In almost all of the selected cases, we were able to use the synopses or detailed questionnaire data to identify a proximate ‘trigger’ that complainants, witnesses, and/or the missing person him or herself attributed as the cause or reason for the missing event. These ‘triggers’ were categorized into two primary groups: stressful situations and proximate stressors.

Stressful situations are defined here as temporary events that trigger both unpleasant emotions and feelings of stress in individuals. Examples of such events include a family dispute or a spousal argument. While such situations may be the result of underlying issues within relationships or in the home or work environment, this is not necessarily always the case. In many instances, the event was simply the result of situational misunderstandings that escalated. One dispute between two parties in a relationship was over whether to transfer a small amount of funds to the missing person's daughter. Another woman, a member of a tourist group, got into a dispute with other group members and stormed off multiple times. The language used to describe this cause included: “taking off after the argument,” “stormed out of the house,” and “left after an argument.”

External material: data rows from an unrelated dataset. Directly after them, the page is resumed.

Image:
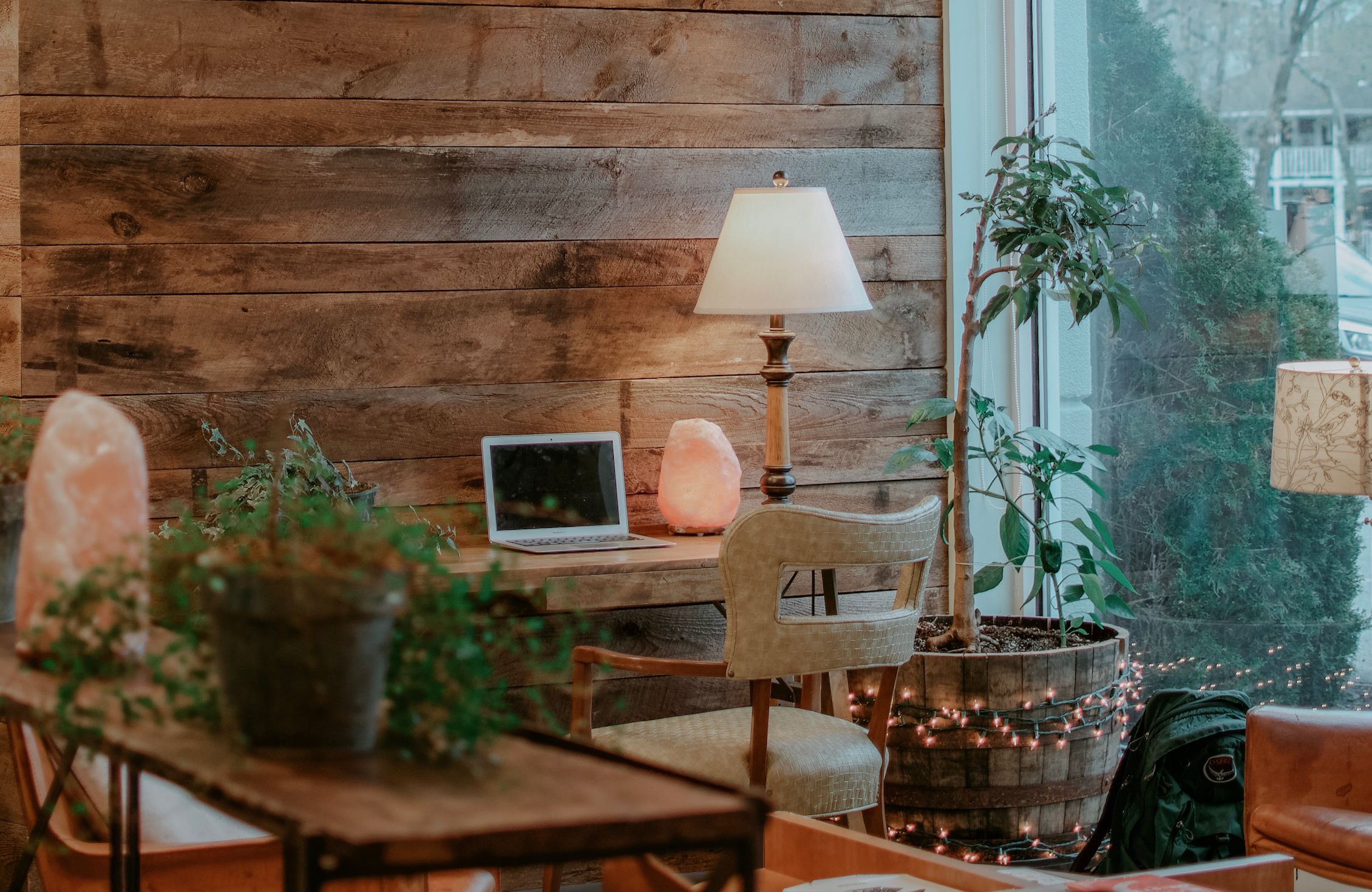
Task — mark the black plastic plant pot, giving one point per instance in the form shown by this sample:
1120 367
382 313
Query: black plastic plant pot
12 527
302 658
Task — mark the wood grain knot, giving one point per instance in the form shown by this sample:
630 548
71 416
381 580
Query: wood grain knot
124 226
197 184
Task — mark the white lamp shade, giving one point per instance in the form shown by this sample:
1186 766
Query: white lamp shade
1320 428
781 251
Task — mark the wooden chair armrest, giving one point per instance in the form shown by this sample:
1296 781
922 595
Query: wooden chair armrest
585 659
648 664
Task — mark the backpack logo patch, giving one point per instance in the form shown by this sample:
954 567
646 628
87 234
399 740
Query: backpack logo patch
1220 769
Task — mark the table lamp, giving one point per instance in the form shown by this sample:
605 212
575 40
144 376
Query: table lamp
781 251
1320 427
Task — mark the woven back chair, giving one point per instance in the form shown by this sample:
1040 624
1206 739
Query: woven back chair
807 762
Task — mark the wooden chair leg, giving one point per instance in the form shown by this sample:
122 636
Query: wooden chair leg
837 683
876 820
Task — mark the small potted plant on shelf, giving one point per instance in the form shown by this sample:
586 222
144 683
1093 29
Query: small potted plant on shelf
1057 689
17 436
305 471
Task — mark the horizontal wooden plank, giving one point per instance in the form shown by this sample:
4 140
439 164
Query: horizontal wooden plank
458 478
10 47
12 326
8 116
113 195
192 343
115 269
8 195
494 53
813 7
10 269
191 121
824 407
441 422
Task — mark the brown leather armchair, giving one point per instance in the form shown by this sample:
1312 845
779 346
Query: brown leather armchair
1308 789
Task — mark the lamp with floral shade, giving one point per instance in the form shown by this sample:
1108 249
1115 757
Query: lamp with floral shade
1320 427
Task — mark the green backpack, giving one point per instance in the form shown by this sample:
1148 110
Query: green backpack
1178 795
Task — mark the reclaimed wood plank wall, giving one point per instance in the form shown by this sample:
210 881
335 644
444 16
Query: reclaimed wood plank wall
418 224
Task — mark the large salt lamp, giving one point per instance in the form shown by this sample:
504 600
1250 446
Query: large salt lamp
86 507
699 490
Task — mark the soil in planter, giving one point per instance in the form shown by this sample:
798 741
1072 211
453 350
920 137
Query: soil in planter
1002 638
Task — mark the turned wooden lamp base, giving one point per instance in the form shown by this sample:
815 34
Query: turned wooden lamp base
777 482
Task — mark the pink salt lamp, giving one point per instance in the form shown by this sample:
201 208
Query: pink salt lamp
86 505
699 490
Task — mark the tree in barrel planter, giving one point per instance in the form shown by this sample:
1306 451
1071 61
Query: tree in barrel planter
1059 232
1000 700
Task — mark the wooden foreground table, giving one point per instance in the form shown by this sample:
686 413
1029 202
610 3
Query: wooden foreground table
537 800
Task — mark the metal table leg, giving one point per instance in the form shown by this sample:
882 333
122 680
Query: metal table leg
40 826
132 831
114 819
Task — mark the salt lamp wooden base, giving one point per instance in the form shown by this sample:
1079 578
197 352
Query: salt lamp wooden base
676 530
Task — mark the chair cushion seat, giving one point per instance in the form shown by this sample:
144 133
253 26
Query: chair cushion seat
817 765
1337 835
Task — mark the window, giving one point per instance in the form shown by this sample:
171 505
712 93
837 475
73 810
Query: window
1239 585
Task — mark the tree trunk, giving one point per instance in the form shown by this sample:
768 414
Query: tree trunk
963 599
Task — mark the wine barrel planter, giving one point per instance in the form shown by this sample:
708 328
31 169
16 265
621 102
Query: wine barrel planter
980 783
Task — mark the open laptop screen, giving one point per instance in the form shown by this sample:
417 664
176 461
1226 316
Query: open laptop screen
541 486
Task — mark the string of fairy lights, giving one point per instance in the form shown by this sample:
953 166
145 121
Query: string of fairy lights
1058 721
973 851
1252 680
1048 721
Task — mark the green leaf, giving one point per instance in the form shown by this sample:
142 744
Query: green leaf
995 308
943 448
1051 441
1088 564
1117 574
1101 527
1050 555
1014 536
1091 536
943 521
987 578
907 456
931 410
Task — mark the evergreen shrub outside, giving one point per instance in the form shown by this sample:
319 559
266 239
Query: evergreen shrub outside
1243 583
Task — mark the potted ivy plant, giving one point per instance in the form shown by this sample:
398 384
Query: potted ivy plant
17 436
302 595
1056 689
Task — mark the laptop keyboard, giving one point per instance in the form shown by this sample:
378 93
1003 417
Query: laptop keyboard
579 539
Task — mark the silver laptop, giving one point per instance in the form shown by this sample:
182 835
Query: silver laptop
557 493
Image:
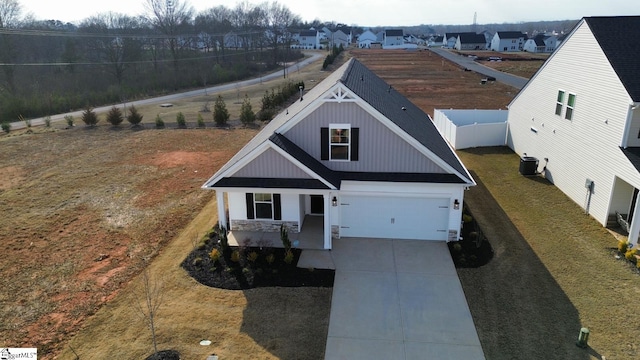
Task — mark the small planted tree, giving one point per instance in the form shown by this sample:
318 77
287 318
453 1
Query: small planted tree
134 117
114 116
181 120
220 112
89 117
247 116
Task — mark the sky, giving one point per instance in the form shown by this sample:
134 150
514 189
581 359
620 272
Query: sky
366 13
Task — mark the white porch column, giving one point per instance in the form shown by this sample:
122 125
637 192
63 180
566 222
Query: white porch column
222 213
327 220
634 228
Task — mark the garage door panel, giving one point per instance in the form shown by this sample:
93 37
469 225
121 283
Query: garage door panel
394 217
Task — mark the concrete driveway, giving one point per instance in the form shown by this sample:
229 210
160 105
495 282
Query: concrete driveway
398 299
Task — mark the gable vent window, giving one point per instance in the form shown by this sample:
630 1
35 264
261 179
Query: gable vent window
339 143
559 102
571 103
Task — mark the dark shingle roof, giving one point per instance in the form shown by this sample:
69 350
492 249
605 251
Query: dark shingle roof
308 33
397 108
308 160
472 38
510 34
617 36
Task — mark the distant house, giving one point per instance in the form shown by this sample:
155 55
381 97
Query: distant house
393 38
505 41
470 41
309 39
541 44
579 116
366 39
435 41
449 40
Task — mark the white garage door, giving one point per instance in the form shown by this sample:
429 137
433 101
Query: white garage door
394 217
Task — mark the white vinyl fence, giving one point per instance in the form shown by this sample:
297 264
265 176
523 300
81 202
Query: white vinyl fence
472 128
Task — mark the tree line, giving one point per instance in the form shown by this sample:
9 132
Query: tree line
49 67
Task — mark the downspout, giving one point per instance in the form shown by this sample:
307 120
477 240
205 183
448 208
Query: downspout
634 228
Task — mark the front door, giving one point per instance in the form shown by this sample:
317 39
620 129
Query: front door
317 204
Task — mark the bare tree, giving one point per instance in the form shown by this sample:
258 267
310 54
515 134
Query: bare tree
10 11
169 17
148 302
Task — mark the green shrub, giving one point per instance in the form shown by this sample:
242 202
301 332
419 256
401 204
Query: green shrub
214 255
270 258
114 116
6 127
89 117
252 256
235 256
623 245
134 118
247 116
70 121
159 121
200 121
630 255
220 112
288 256
180 119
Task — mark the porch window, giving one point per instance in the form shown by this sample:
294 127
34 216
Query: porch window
571 102
264 206
559 102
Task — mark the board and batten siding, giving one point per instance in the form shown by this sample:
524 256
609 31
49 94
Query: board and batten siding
586 146
380 149
270 164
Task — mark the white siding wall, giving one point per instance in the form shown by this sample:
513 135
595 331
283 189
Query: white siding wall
588 145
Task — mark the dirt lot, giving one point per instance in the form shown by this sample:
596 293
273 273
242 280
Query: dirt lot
88 208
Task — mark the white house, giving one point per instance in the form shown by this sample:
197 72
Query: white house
579 117
541 43
505 41
354 153
470 41
393 38
366 38
309 39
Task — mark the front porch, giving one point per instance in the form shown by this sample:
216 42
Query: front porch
311 236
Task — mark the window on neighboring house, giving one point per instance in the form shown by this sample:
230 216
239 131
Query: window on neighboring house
559 102
339 143
263 206
571 102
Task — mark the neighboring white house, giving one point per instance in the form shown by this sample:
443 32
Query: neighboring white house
579 116
505 41
309 39
393 38
470 41
354 153
541 43
366 39
472 128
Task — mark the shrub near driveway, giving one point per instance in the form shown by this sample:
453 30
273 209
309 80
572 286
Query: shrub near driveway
552 273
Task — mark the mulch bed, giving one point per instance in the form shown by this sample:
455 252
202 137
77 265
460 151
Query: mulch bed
255 267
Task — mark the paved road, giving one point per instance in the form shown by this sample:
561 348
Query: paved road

In analyzing our data, we found that stressful situations were the most commonly identified proximate cause of someone leaving and subsequently being reported as missing. Indeed, we found this was the identified cause in 56 of the cases studied. Three types of arguments were observed in the data: family arguments (typically involving parents and adult children) (n=8), arguments between spouses and/or partners (n=47), and disputes with social service providers (n=1). Spousal arguments centred on a range of topics, from accusations of infidelity to arguments over childcare, family tensions, finances, and barking dogs. For example, one individual left following an argument about being woken up by the family’s dogs. Another dispute was triggered when a wife refused to provide her husband the keys to the car after he had been drinking: “SHE DID NOT ALLOW HIM TO DRIVE VEHICLE HOME.” Family disputes were also over a range of conflicts, often involving adult children living with parents. One family dispute began with a daughter "scolding" her father "because of his behavior," causing him to be "upset" and leave home. Similarly, a separate incident in which friction between an adult daughter and her mother sharing a small living space, spilled into a disagreement over “making too much noise.”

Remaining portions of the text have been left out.